Naturally. The Deliverator was in a hurry, flashing his lights, squealing his contact patches. The fastest thing on the road. Naturally, the Kourier would choose him to latch onto.

No need to get rattled. ... He passes a slower car in the middle lane, then cuts right in front of him. The Kourier will have to unpoon or else be slammed sideways into the slower vehicle.

Done. The Kourier isn't ten feet behind him anymore -- he is right there, peering in the rear window. Anticipating the maneuver, the Kourier reeled in his cord, which is attached to a handle with a power reel in it, and is now right on top of the pizza mobile, the front wheel of his skateboard actually underneath the Deliverator's rear bumper.

An orange-and-blue-gloved hand reaches forward, a transparent sheet of plastic draped over it, and slaps his driver's side window. The Deliverator has just been stickered. The sticker is a foot across and reads, in big orange block letters, printed backward so that he can read it from the inside.

THAT WAS STALE

He almost misses the turnoff for The Mews at Windsor Heights. He has to jam the brakes, let traffic clear, cut across the curb lane to enter the Burbclave. The border post is well lighted, the customs agents ready to frisk all comers -- cavity-search them if they are the wrong kind of people -- but the gate flies open as if by magic as the security system senses that this is a CosaNostra Pizza vehicle, just making a delivery, sir. And as he goes through, the Kourier -- that tick on his ass -- waves to the border police! What a prick! Like he comes in here all the time!

He probably does come in here all the time. Picking up important shit for important TMAWH people, delivering it to other FOQNEs, Franchise-Organized Quasi-National Entities, getting it through customs. That's what Kouriers do. Still.

He's going too slow, lost all his momentum, his timing is off. Where's the Kourier? Ah, reeled out some line, is following behind again. The Deliverator knows that this jerk is in for a big surprise. Can he stay on his fucking skateboard while he's being hauled over the flattened remains of some kid's plastic tricycle at a hundred kilometers? We're going to find out.

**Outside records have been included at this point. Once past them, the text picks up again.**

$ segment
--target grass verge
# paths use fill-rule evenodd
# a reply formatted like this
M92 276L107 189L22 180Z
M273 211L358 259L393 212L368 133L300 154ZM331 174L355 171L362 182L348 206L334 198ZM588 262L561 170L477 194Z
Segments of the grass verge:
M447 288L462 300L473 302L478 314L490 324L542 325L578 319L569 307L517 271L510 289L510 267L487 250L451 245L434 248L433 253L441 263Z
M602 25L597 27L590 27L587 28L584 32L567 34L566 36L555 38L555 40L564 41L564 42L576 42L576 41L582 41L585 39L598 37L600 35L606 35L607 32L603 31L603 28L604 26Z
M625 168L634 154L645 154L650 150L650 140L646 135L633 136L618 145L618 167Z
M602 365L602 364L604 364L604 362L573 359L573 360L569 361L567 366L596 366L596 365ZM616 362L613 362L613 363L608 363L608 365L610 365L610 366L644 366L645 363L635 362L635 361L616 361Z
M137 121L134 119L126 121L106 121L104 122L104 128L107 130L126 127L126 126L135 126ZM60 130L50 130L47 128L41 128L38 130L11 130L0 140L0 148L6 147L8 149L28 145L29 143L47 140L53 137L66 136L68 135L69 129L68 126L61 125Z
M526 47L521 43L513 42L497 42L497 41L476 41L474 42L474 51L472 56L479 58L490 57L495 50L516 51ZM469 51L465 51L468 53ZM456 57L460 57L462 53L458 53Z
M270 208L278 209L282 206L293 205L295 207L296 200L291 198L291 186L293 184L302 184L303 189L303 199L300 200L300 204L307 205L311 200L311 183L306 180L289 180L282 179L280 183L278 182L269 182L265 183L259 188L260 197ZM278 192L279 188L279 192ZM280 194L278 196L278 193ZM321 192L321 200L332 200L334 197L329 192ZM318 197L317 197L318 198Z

The Kourier leans back -- the Deliverator can't help watching in the rearview -- leans back like a water skier, pushes off against his board, and swings around beside him, now traveling abreast with him up Heritage Boulevard and slap another sticker goes up, this one on the windshield! It says

SMOOTH MOVE, EX-LAX

The Deliverator has heard of these stickers. It takes hours to get them off. Have to take the car into a detailing place, pay trillions of dollars. The Deliverator has two things on his agenda now: He is going to shake this street scum, whatever it takes, and deliver the fucking pizza all in the space of ... the next five minutes and thirty-seven seconds.


What can I say? It beats the other dream-weapon my brother once suggested: a quick-release, handlebar-mounted ballpeen hammer. Because in the interest of not perpetuating the cycle of violence, I don't actually advocate damaging the cars of sloppy drivers.